Coronary artery vasospasm. The coronary vasculature was perfused with Microfil, a liquid latex medium, as described previously (20). Microvascular perfusion was visualized by transillumination under low-power magnification. (upper left panel) Normal microvasculature of a littermate control male mouse. (upper right panel and lower panels) Examples of focal artery stenoses in three Sur2^–/– mice.

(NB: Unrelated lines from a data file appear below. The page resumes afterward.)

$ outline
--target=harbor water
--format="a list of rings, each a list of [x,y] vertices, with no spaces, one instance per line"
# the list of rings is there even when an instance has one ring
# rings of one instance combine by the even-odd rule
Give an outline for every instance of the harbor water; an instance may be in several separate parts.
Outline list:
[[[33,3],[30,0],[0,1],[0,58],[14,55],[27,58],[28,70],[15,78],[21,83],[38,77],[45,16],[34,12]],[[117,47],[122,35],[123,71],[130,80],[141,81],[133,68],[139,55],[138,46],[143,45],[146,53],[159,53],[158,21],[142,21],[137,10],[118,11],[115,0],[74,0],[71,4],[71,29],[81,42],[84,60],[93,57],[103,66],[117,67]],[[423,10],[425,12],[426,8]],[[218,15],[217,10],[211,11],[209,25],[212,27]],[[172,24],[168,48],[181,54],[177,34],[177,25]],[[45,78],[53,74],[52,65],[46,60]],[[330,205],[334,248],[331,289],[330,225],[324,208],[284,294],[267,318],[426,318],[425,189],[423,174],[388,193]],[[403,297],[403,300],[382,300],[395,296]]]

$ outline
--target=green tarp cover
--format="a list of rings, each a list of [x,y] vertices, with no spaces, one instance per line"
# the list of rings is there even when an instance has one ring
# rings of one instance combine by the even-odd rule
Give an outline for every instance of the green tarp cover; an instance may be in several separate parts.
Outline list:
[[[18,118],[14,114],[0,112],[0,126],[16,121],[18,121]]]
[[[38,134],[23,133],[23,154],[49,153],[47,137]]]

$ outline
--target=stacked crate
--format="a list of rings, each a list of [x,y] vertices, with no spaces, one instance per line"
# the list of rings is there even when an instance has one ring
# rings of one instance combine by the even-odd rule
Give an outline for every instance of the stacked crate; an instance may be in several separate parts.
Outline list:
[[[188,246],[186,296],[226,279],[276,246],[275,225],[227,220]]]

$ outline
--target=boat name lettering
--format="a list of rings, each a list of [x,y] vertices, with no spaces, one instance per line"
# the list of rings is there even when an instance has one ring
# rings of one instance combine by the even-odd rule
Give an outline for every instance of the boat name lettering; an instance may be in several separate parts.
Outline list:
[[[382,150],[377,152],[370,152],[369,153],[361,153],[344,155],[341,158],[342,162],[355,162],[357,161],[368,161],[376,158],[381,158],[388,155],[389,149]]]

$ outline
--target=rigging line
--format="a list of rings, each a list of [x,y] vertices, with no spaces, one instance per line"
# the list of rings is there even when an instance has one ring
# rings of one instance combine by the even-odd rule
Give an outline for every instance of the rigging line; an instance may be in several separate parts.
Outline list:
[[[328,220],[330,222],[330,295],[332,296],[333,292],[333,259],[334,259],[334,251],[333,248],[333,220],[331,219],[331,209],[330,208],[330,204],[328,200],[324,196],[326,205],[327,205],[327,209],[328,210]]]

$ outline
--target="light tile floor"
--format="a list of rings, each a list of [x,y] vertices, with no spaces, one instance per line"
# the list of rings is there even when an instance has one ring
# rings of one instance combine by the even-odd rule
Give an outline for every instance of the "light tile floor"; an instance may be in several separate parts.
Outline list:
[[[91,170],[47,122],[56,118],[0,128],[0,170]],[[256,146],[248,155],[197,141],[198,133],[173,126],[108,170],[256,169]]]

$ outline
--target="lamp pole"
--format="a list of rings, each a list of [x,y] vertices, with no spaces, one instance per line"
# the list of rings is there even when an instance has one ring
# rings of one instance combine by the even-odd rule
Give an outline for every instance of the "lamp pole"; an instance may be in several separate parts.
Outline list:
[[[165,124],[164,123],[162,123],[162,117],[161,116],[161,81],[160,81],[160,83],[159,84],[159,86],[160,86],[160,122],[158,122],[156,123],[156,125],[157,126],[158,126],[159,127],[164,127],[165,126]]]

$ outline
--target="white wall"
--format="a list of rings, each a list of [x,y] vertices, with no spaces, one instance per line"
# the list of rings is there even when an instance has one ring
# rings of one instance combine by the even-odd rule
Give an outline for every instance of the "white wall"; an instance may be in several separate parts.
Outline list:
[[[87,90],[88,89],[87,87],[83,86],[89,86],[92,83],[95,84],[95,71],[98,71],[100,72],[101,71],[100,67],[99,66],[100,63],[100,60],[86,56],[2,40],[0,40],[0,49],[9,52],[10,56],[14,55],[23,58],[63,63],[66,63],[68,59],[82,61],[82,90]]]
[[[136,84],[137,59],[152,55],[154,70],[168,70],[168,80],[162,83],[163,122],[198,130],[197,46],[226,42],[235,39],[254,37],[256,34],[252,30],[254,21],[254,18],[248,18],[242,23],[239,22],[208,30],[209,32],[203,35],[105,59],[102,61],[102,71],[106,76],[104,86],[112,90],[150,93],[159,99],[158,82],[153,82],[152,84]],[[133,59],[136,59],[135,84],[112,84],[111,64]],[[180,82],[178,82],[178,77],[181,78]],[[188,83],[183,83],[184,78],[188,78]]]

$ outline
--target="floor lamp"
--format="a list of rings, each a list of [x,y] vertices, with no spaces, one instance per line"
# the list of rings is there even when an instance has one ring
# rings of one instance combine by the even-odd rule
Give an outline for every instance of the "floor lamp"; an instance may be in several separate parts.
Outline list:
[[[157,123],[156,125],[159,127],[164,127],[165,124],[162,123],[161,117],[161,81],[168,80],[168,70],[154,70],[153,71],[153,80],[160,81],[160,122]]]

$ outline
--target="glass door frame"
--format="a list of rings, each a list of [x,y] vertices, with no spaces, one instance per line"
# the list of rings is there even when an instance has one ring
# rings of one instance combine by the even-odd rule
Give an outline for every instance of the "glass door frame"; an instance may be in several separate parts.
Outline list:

Arrows indicate significant coronary artery stenoses.

Figure 5

Successful treatment of coronary artery vasospasm in Sur2^–/– mice with nifedipine. (a) Representative continuous ECG recordings obtained during subcutaneous infusion of a sham-infusate (saline or DMSO) versus nifedipine at 3 mg/kg/d. Tracings depict heart rate, with sharp downward deflections representing deceleration in the heart rate or episodic bradycardia. Graphic summary of quantitative decrease of (b) ST segment elevation events per 24-hour period, and (c) heart block episodes per 24-hour period (n = 5 each). White bars represent sham-infusate group. Black bars represent nifedipine group. *^,**P < 0.0001 by two-tailed, unpaired Student t test.